LVMI is a validated measure of CVD risk stratification and an established marker for subclinical heart disease. Sufficiently increased LVMI defines left ventricular remodeling and hypertrophy (LVH), an intermediate form of cardiac target organ damage. In addition to being an end-organ response, LVH is an independent risk factor for CVD morbidity and mortality and a fingerprint of sustained exposure to elevated BP over time.[6] LVH is a marker of high risk, and therefore was proposed to be of value in the 2018 European Society of Cardiology/European Society of Hypertension hypertension guideline for facilitating treatment initiation decisions for people with high normal blood pressure and grade 1 hypertension.[7] In addition to CVD and all-cause mortality, LVH is a risk factor for heart failure with preserved ejection fraction, myocardial ischemia, atrial and ventricular arrhythmias, cerebrovascular disease, and dementia.[6] However, LVMI is not a simple measurement. A controversy continues about how best to index this parameter, and the indexation of LV mass by body surface area (as used in this paper and most large population studies) carries the risk of correcting the measurement for the effects of obesity. Indexing to height raised to the power of 1.7 has advantages over indexing to body surface area, especially for the prediction of events in obese patients.[8] Moreover, the use of 2-dimensional echocardiography for the measurement of LV mass has limitations due to the need for geometric assumptions and image quality,[9] and the use of 3-dimensional echocardiography alleviates the former but not the latter. Therefore, cardiac magnetic resonance imaging is the optimal technique for LV mass calculation. Although the greater association of home BP with LVMI demonstrated in this study is likely to be clinically important, the level of association with other means of assessing or indexing LV mass may not be the same.
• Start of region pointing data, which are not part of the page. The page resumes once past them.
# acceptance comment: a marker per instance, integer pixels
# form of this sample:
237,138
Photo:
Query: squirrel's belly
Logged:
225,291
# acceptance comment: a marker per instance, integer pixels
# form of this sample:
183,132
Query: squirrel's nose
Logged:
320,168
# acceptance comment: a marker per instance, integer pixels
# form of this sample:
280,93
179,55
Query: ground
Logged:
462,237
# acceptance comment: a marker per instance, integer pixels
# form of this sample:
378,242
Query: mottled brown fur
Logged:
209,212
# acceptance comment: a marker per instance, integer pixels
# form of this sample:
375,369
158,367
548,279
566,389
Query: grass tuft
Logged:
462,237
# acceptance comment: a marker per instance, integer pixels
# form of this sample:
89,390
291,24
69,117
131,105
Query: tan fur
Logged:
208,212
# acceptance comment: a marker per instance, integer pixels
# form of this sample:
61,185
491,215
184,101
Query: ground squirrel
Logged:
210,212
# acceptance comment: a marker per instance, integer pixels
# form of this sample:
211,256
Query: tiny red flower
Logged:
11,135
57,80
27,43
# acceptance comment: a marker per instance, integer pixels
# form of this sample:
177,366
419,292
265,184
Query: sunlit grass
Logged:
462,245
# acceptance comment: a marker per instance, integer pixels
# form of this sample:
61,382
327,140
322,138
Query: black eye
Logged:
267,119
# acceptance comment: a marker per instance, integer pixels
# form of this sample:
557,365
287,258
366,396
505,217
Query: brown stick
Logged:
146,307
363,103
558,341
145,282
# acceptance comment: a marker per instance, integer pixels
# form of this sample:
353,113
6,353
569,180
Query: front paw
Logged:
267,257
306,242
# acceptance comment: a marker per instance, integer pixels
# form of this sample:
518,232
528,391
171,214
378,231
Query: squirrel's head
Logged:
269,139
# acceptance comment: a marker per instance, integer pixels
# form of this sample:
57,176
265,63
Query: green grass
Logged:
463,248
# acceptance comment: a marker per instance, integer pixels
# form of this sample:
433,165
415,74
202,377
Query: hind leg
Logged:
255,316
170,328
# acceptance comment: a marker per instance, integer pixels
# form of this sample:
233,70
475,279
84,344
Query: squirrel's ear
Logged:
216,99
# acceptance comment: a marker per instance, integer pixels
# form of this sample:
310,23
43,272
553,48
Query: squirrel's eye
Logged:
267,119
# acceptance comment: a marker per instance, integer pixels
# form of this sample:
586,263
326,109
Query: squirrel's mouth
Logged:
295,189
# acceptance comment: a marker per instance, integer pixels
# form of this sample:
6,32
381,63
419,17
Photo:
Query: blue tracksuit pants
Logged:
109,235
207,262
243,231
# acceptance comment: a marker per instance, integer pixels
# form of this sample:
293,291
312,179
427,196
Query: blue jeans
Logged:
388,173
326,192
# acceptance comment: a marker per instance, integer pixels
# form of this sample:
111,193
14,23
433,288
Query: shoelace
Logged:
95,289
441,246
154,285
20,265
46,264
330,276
In the United States, ABPM is largely unavailable to primary care practitioners, who manage the vast majority of patients with hypertension; it is poorly reimbursed and rarely used. Thus, the demonstration that HBPM is more reliable and associates more closely with LVMI than ABPM, if confirmed, would carry the potential to change clinical practice. HBPM conveys a different set of information than ABPM. HBPM measures resting daytime BP, whereas ABPM measures dynamic daytime BP, including moment-to-moment variations induced by postural, postprandial, and drug-induced BP changes, among others, and nocturnal BP, including nondipping, reverse dipping, and morning BP surge. The results of the study by Schwartz et al.[5] suggest that measurement of resting daytime BP may be relatively more important than dynamic daytime and/or nocturnal parameters in predicting subclinical cardiac target organ damage, but this requires further study. The results of the present study, however, suggest that HBPM could be especially important for detecting elevated BP and hypertension early in life, when adults are relatively healthy, but those with hypertension have a high lifetime risk of CVD.

The realities of clinical practice today require optimization of resources, careful time management, and cost-effectiveness in the diagnosis and treatment of disease. Use of ABPM entails availability of special equipment, knowledgeable personnel, time for interpretation, and increased cost compared with HBPM. In addition, simplification of patient tasks/instructions increases adherence and facilitates the clinician-patient relationship. In the study by Schwartz et al.,[5] HBPM was performed by participants who had only 5 min of in-office training and an instruction sheet for reference, consistent with the constraints of practice, and HBPM was conducted for only 1 week; yet, the results demonstrated the highest degree of reliability and association with target organ damage among the tested modalities. Further studies are needed in older participants, those taking antihypertensive medications, and those with other comorbidities. Subject to confirmation, however, the findings of this study encourage the routine implementation of HBPM as the preferred method of out-of-office BP monitoring.